Pppd default lcp-echo options

emulti · July 19, 2019, 3:48pm

HW: Netgear DGN3500 OpenWrt 18.06.4 r7808-ef686b7292
Since upgrading to 18.06 on this router, I have been experiencing ADSL line drops several times a day. Often the link is unable to reconnect without a reboot.

The message in syslog at the start of the link drop is something like 'no LCP echo received', so I started to invesigate the LCP echo settings in the WAN 'Advanced Settings' of Luci. I wanted to set LCP echo failure threshold to 0 (ignore failures) to see if false faulures were being detected, but found that a '0' value is not reflected in the UI after saving.

Therefore I investigated the ppp command-line options that were running with '0' set in Luci:

/usr/sbin/pppd nodetach ipparam wan ifname pppoe-wan lcp-echo-interval 1 lcp-echo-failure 5 lcp-echo-adaptive ....

This is sending LCP echo requests once a second, and tearing down the connection after five failures- not ignoring failures as the UI suggests, in fact.

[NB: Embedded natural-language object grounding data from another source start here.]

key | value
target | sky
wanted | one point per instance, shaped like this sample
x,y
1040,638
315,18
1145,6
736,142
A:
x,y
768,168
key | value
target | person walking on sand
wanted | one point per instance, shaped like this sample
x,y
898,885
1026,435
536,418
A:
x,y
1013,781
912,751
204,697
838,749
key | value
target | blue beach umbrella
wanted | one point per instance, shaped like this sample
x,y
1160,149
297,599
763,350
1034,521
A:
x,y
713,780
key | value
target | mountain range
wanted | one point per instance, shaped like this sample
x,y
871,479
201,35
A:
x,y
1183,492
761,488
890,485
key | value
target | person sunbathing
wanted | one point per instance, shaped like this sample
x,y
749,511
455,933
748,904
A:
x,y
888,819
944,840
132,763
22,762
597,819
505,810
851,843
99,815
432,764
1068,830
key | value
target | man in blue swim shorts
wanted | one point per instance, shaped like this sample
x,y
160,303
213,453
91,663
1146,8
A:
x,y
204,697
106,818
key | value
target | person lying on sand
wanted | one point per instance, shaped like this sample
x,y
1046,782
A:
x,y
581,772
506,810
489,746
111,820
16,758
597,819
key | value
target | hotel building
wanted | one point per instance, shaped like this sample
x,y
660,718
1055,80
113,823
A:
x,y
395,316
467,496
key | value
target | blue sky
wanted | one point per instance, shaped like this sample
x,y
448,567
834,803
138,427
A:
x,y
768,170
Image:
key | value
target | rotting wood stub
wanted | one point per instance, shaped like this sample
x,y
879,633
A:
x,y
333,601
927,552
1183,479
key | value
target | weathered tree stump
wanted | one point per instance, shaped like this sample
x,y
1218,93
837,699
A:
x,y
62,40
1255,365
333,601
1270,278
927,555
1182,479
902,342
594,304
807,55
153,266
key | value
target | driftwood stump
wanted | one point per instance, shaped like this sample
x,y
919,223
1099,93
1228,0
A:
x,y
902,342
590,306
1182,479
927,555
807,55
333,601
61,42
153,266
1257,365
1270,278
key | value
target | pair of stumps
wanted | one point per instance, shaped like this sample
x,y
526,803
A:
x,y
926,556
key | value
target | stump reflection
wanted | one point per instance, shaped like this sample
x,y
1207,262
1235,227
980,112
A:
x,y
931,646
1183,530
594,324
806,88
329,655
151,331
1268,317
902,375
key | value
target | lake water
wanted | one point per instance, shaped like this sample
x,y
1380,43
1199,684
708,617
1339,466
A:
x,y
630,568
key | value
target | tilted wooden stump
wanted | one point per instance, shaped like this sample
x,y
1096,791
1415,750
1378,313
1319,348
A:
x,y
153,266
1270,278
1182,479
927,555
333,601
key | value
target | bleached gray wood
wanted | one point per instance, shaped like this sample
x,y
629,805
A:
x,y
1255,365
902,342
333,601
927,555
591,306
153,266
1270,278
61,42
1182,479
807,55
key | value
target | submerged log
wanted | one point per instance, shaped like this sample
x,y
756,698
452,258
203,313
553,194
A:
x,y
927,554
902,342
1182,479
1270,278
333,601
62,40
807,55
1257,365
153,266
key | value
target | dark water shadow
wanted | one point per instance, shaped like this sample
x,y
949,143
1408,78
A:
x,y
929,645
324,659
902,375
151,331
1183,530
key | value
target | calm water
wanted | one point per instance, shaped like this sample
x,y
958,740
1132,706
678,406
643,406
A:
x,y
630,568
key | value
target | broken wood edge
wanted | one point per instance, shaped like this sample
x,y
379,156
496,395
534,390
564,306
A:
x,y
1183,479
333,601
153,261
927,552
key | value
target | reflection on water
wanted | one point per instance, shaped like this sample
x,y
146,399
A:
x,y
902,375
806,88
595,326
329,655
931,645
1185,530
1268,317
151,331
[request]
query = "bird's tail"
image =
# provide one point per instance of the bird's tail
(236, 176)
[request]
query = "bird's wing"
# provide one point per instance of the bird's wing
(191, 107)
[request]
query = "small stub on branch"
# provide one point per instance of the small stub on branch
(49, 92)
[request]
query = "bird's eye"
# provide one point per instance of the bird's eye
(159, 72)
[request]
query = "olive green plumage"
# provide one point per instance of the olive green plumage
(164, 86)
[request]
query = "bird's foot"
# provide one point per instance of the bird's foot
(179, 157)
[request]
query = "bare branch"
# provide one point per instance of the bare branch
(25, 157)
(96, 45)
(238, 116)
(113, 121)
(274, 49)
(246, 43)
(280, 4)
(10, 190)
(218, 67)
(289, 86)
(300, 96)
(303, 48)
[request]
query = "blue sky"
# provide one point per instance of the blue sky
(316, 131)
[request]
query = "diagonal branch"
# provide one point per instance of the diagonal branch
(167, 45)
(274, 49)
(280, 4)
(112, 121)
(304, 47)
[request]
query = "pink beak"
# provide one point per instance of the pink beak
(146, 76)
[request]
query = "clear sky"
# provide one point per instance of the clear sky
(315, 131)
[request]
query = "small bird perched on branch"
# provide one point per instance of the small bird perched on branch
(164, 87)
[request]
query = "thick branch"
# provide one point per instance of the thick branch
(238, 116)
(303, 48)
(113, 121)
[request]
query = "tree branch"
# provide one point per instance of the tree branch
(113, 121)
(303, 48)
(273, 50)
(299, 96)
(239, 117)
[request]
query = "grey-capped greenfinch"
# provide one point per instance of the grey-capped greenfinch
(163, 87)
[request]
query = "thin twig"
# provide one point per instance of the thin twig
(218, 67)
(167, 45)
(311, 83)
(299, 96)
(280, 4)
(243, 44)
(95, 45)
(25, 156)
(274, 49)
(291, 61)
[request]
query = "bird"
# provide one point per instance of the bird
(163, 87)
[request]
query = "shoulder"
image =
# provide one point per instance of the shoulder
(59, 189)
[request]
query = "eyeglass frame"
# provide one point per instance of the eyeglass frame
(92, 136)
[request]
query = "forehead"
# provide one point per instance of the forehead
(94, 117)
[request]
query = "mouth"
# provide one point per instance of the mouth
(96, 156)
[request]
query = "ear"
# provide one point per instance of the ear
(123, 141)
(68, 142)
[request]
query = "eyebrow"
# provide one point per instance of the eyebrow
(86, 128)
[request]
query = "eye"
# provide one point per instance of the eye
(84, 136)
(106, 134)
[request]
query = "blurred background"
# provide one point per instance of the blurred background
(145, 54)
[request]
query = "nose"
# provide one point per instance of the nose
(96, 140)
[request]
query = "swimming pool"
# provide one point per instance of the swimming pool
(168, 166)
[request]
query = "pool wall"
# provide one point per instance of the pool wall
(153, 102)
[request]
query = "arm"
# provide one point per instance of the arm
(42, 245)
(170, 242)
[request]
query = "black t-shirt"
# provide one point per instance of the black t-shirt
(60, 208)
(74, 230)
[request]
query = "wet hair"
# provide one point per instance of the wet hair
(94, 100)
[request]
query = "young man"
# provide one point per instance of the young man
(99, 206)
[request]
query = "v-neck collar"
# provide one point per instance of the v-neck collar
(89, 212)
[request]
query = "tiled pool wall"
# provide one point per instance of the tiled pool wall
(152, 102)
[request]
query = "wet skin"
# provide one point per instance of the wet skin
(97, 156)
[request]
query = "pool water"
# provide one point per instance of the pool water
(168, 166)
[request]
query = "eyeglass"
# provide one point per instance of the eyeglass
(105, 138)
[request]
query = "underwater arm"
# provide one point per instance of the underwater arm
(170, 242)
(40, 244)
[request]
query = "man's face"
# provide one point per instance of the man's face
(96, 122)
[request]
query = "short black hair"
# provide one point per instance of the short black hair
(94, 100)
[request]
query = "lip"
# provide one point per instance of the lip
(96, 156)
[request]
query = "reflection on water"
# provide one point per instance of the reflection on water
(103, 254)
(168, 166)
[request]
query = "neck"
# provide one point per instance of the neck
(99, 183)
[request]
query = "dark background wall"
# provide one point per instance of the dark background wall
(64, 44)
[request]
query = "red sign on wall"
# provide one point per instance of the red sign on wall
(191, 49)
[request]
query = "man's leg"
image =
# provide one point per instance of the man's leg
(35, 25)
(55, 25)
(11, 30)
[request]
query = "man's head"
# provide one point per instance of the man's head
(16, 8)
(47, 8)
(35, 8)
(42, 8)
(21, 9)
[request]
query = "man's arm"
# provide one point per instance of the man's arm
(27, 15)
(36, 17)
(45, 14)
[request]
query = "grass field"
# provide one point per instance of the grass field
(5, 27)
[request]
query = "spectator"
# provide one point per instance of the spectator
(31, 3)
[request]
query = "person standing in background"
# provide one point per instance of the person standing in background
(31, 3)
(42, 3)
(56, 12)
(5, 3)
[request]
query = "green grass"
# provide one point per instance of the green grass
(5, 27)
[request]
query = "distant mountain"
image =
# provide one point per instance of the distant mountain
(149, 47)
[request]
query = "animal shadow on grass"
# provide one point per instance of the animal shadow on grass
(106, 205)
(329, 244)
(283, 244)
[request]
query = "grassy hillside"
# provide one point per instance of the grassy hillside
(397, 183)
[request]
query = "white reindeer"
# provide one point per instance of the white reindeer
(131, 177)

According to this commit (Aug 2018):
https://git.openwrt.org/?p=openwrt/openwrt.git;a=commitdiff;h=555c592304023a0d24216a6d8ed9d525602ae21

When LCP echos are disabled, the fallback is to hardcoded values in /lib/netifd/proto/ppp.sh set around line 120:
[ -n "$keepalive" ] || keepalive="5 1"

However, it seems that the hardcoded values are reversed, because
[ -n "$keepalive" ] || keepalive="1 5"
gives the expected (from Luci UI) values for lcp-echo-failure and lcp-echo-interval:

/usr/sbin/pppd nodetach ipparam wan ifname pppoe-wan lcp-echo-interval 5 lcp-echo-failure 1 lcp-echo-adaptive....

It would also appear that the 'keepalive' variable pulled by json_get function in ppp.sh is not being read, because when set to '0' it does not result in the lcp-echo prarmeters being omitted from the ppp commandline. I don't know enough about the internal structure of OpenWRT to debug this further.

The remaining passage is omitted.